Mount Holyoke College in South Hadley, Mass. sits about 10 miles away from Smith College, another women’s college in the state of Massachusetts. Both schools are single-sex institutions of higher learning, and both schools are also facing difficulties in accommodating transgender students.
Earlier this year, students at Smith protested their college’s refusal to accept transgender women after being promised changes would be made. In 2013 Calliope Wong, a transgender woman and high schooler at the time, was rejected from Smith because a federal student aid form identified her as male.
The college said they would alter their official admissions policy, but never did. Wong ended up matriculating at the University of Connecticut.
“Although there have not been any cases as public as Calliope Wong’s rejection from Smith College, we know that trans women have been similarly excluded from Mount Holyoke,” board members of Open Gates, a Mount Holyoke student organization, told BuzzFeed. “It’s significant that so many women are flat out excluded from ever attending Mount Holyoke College, and this past semester, students became more aware of this fact.”

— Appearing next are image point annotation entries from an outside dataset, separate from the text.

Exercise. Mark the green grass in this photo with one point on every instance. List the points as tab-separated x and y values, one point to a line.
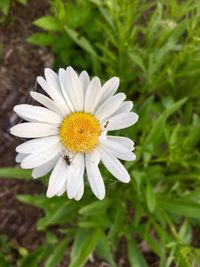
153	46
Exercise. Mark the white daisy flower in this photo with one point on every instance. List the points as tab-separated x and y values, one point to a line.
69	134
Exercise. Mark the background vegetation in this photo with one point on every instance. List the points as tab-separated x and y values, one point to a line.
154	47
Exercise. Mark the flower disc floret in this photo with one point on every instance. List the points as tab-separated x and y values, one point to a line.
79	132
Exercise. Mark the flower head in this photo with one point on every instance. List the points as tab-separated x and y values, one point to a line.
69	133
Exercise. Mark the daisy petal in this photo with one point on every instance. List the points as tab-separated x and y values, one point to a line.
37	159
122	121
44	100
44	169
76	175
36	145
94	176
110	106
20	157
58	178
126	106
52	80
59	101
114	166
74	88
85	80
62	79
33	130
93	94
79	195
62	190
38	114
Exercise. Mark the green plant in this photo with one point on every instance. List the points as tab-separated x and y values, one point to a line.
153	46
5	7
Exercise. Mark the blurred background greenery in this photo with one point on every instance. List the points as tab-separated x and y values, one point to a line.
154	48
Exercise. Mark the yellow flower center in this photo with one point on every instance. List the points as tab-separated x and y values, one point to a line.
79	132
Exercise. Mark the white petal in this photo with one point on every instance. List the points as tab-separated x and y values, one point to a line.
44	169
76	175
20	157
74	88
123	141
39	158
114	166
33	130
58	99
44	100
52	80
117	150
93	94
94	176
62	190
79	195
58	178
110	106
36	145
126	106
122	121
85	80
38	114
62	78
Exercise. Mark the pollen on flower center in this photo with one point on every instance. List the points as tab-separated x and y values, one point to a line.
79	132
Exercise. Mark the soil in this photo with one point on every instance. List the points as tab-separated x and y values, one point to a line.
20	63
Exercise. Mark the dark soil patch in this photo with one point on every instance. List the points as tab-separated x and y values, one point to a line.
20	63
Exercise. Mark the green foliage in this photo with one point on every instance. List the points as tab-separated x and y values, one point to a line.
153	46
5	7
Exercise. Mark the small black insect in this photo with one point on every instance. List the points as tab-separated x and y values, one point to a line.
67	160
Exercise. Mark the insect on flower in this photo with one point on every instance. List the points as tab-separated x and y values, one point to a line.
74	119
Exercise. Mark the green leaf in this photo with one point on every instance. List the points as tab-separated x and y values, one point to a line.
180	207
33	259
15	173
23	2
136	259
3	261
81	41
158	125
96	207
150	198
4	6
57	255
86	248
48	23
103	249
40	39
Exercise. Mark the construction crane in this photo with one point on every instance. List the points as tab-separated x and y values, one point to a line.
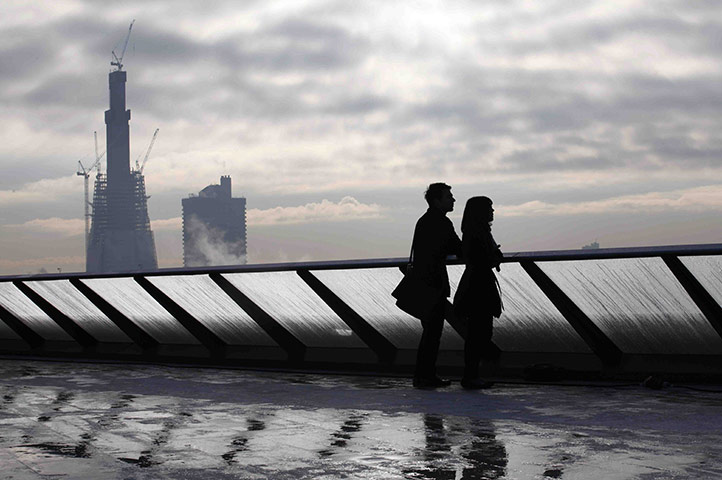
118	62
85	173
140	166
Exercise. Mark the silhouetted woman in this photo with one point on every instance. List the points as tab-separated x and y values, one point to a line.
477	299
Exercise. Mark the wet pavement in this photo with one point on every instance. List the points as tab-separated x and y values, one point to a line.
91	421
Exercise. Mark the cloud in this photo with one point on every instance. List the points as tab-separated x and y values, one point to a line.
168	224
63	227
699	199
46	264
41	191
347	209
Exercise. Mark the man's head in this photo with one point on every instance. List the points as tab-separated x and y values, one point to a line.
439	196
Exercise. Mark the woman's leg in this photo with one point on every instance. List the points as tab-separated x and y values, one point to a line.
478	336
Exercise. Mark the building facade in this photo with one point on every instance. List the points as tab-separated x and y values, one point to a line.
120	236
214	227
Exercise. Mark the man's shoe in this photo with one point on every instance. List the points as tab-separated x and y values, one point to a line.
475	384
433	382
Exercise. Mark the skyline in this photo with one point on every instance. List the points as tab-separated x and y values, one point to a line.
584	122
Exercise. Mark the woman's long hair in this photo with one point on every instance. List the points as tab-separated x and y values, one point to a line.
475	215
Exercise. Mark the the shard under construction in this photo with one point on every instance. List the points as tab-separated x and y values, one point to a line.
120	236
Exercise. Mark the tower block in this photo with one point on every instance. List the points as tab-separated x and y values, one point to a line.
120	236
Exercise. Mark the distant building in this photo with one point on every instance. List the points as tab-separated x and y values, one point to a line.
592	246
120	236
214	227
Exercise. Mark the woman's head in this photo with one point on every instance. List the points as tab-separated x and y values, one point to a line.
478	214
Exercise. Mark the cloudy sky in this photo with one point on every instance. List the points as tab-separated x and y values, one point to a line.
583	120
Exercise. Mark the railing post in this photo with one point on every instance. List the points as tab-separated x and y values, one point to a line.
598	342
384	349
78	334
704	301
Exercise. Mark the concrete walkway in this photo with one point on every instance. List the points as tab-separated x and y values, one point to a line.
89	421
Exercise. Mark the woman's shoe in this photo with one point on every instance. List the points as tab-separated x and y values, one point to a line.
433	382
475	384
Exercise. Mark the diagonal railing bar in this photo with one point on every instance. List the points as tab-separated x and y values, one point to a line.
139	336
295	349
202	333
78	334
597	341
23	331
384	349
700	296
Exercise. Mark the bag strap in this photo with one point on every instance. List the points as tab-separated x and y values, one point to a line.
411	254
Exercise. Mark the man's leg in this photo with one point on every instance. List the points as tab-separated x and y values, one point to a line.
429	344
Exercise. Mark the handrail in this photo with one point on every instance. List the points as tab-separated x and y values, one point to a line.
510	257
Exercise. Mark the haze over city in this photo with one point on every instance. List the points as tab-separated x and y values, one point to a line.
584	121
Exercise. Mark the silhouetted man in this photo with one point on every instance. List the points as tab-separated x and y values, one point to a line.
434	240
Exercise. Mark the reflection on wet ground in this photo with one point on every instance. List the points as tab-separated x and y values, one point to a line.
89	421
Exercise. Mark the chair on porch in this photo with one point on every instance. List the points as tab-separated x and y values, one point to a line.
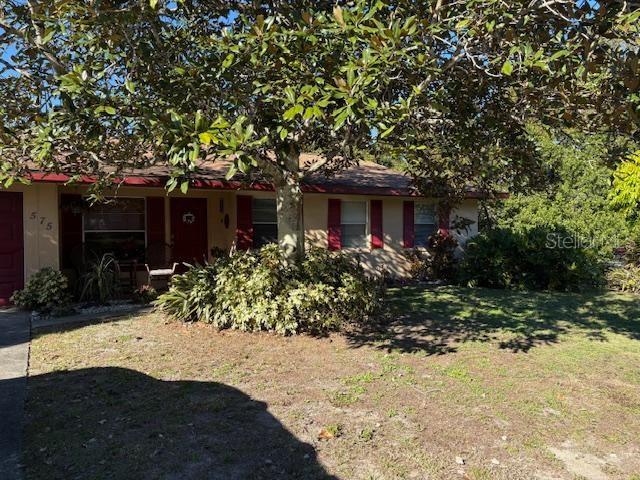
158	262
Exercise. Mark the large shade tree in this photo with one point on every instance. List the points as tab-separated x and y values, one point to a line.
98	87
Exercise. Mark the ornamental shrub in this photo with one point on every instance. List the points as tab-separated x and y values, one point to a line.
46	292
534	258
625	279
258	290
437	262
145	294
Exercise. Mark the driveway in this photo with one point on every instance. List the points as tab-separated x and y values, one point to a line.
14	357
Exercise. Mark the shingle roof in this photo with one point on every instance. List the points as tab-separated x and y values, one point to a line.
361	178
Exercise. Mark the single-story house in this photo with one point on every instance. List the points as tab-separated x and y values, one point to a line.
367	209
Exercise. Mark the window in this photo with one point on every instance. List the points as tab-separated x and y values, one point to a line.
117	227
265	222
353	224
425	223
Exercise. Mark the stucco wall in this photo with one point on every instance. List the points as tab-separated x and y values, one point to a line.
41	223
391	258
41	226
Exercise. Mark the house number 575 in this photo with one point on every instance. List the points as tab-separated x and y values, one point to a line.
42	220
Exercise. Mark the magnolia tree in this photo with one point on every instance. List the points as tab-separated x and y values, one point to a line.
98	87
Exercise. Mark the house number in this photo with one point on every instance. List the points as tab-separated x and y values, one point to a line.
42	220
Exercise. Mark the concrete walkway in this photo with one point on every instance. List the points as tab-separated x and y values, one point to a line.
14	358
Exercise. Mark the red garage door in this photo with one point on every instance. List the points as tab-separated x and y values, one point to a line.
11	245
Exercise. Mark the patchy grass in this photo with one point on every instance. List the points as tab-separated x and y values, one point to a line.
460	383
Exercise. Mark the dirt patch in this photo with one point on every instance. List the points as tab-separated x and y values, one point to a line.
157	399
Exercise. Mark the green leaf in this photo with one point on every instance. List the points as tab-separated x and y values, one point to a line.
507	68
48	35
231	172
387	132
292	112
337	14
206	138
108	109
130	86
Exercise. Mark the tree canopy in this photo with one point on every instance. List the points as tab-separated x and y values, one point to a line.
450	85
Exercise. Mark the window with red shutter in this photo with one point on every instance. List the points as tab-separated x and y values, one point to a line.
377	240
333	225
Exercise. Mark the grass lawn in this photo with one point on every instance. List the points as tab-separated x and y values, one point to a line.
469	384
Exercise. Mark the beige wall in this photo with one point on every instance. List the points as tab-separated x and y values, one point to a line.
41	226
41	222
391	258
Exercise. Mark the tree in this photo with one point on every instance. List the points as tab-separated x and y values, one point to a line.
90	85
625	194
578	169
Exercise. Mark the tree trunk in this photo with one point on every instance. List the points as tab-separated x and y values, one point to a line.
289	202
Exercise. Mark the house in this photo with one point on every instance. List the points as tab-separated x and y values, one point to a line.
367	209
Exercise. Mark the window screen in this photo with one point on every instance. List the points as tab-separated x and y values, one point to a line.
117	227
265	222
354	224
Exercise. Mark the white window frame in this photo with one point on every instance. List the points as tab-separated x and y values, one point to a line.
367	242
144	212
253	222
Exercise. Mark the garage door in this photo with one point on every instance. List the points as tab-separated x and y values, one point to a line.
11	245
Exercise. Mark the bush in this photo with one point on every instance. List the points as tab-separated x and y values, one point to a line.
625	279
438	262
254	291
47	291
529	259
101	283
145	294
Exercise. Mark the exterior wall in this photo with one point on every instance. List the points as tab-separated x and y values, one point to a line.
41	223
390	259
41	226
219	204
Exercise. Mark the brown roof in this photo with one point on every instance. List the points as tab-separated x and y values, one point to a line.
361	178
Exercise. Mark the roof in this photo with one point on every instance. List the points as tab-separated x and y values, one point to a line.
363	178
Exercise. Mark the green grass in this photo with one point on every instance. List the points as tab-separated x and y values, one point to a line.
480	374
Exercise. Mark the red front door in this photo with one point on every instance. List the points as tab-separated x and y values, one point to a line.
11	245
189	229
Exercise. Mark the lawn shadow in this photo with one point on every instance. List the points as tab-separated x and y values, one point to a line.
436	320
119	424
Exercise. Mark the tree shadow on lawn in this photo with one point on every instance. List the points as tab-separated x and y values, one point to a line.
434	320
119	424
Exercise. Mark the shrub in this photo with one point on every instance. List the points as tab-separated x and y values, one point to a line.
529	259
253	291
438	262
145	294
47	291
101	282
625	279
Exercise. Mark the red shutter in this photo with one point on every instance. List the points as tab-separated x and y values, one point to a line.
155	221
333	225
377	240
70	227
443	220
244	229
409	224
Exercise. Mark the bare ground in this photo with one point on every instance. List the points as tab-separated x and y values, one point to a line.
460	384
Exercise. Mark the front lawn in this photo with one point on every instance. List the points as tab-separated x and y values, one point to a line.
461	383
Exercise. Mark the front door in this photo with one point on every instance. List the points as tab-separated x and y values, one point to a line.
11	245
189	229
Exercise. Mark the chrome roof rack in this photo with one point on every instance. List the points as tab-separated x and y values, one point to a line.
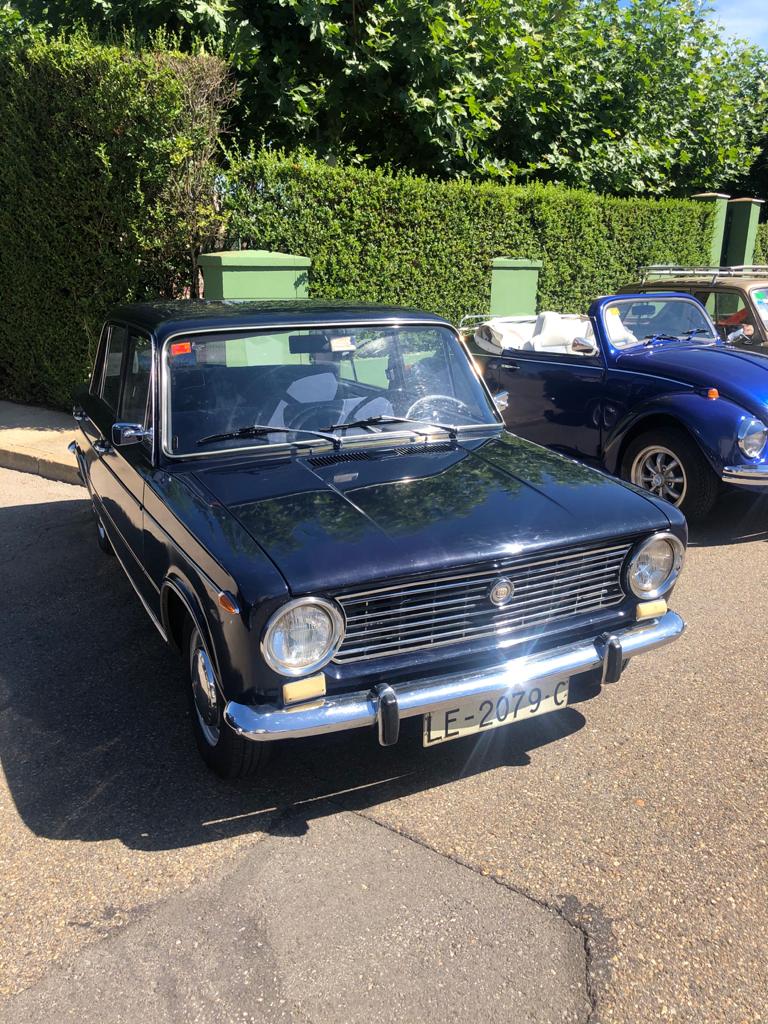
712	273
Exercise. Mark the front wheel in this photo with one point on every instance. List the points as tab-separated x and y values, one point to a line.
227	754
669	464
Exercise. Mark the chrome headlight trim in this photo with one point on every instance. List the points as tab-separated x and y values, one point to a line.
749	428
678	549
338	626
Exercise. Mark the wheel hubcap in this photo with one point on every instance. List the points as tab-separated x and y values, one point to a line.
204	691
659	471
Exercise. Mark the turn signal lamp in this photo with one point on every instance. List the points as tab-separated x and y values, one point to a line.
651	609
304	689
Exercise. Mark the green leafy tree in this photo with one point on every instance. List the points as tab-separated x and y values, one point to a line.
638	97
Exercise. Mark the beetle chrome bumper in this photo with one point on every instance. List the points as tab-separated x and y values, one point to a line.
385	706
747	476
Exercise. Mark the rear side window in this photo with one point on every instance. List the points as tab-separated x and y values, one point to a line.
137	376
116	346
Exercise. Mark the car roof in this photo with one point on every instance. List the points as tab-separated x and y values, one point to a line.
165	318
736	285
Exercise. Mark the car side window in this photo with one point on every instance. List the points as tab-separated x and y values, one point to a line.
113	367
731	312
133	408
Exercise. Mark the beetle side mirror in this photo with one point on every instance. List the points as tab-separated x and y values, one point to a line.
740	334
128	433
583	346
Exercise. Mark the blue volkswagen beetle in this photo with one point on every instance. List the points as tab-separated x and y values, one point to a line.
642	386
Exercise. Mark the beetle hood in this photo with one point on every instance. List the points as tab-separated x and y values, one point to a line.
740	376
334	520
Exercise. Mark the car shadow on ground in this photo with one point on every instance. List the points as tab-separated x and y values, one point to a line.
94	736
738	517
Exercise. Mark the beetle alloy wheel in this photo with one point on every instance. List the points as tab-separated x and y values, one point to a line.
658	470
204	692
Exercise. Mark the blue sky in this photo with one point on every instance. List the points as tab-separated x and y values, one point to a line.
748	18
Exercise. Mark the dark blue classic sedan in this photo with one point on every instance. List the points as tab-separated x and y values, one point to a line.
318	507
643	386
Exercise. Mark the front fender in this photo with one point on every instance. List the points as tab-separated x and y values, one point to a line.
713	423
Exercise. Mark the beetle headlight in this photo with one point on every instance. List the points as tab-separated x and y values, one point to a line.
752	437
302	636
655	565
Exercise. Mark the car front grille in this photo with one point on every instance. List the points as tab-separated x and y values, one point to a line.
434	610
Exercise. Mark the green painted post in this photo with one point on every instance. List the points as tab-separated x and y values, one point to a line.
254	273
720	202
743	216
514	285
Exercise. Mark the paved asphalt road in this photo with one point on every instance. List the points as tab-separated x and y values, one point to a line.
606	863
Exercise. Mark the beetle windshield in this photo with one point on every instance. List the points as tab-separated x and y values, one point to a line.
227	388
655	318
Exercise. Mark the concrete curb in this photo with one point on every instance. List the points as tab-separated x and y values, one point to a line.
32	462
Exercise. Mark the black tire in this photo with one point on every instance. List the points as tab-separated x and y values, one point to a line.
101	539
700	485
222	750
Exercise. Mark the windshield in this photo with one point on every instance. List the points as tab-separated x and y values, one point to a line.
302	383
650	320
760	298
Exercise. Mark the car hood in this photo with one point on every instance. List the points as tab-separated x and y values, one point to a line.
738	375
335	520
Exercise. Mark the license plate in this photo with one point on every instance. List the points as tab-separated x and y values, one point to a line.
470	716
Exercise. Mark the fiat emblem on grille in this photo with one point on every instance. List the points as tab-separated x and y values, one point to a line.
502	591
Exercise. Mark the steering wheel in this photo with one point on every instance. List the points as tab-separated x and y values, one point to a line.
429	401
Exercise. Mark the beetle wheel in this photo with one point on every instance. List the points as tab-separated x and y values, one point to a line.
670	465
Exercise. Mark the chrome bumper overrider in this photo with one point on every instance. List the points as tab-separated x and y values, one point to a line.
385	706
747	476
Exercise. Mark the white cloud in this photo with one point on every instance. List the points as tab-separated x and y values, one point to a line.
745	18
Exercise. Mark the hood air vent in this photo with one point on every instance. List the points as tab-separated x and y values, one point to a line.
337	457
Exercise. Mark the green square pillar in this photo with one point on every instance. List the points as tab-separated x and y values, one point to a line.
514	286
740	231
720	203
254	273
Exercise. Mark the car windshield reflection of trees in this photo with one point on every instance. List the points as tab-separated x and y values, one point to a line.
403	505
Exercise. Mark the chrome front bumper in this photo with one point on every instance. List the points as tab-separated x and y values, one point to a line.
385	706
747	476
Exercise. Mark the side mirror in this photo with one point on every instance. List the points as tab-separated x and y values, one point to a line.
128	433
584	346
740	334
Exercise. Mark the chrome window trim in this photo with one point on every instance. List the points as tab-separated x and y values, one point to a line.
281	448
690	300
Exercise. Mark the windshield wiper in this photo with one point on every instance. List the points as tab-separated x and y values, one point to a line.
685	336
258	430
651	339
697	330
372	421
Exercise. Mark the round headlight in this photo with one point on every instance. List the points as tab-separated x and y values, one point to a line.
752	437
655	565
302	636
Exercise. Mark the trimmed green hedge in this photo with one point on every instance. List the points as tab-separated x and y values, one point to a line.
96	169
378	237
761	245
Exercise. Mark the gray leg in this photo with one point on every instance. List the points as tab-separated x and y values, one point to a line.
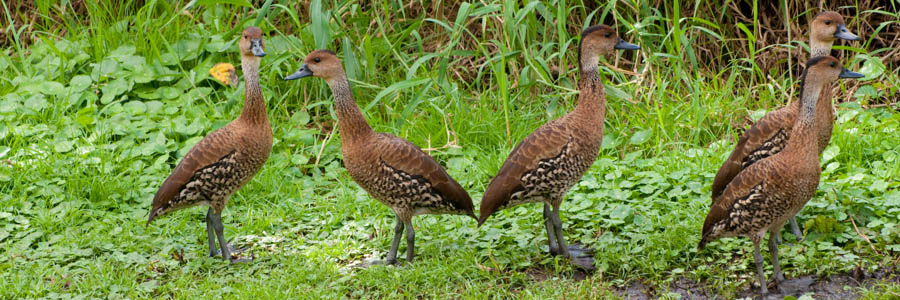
560	238
398	232
551	230
220	228
581	257
210	234
410	242
776	267
796	229
763	289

Open Gates is an organization dedicated to the full inclusion of trans women at Mount Holyoke College by aiming to change administrative policies as well as generating a culture that is welcoming of trans women on campus.
“Now that Mills College has set a precedent with their newly clarified policy, there’s a real possibility out there, a true example of how changes can be made to include trans women, at least by law, at women’s colleges,” they continued to say. “We have hope for the future of MHC as a place where trans women can be members of the student body. The changes at Mills College show that it’s logistically possible and that we hope for continuing community growth and education to strive towards a campus environment where trans women are truly welcome.”
Open Gates went around on Pangy Day — a Mount Holyoke tradition and school-wide holiday that takes place every spring and includes a picnic, outdoor festivities, and celebration of “the total world of women” — and took pictures of students, alumni, and other community members on campus who think transgender women belong at Mount Holyoke.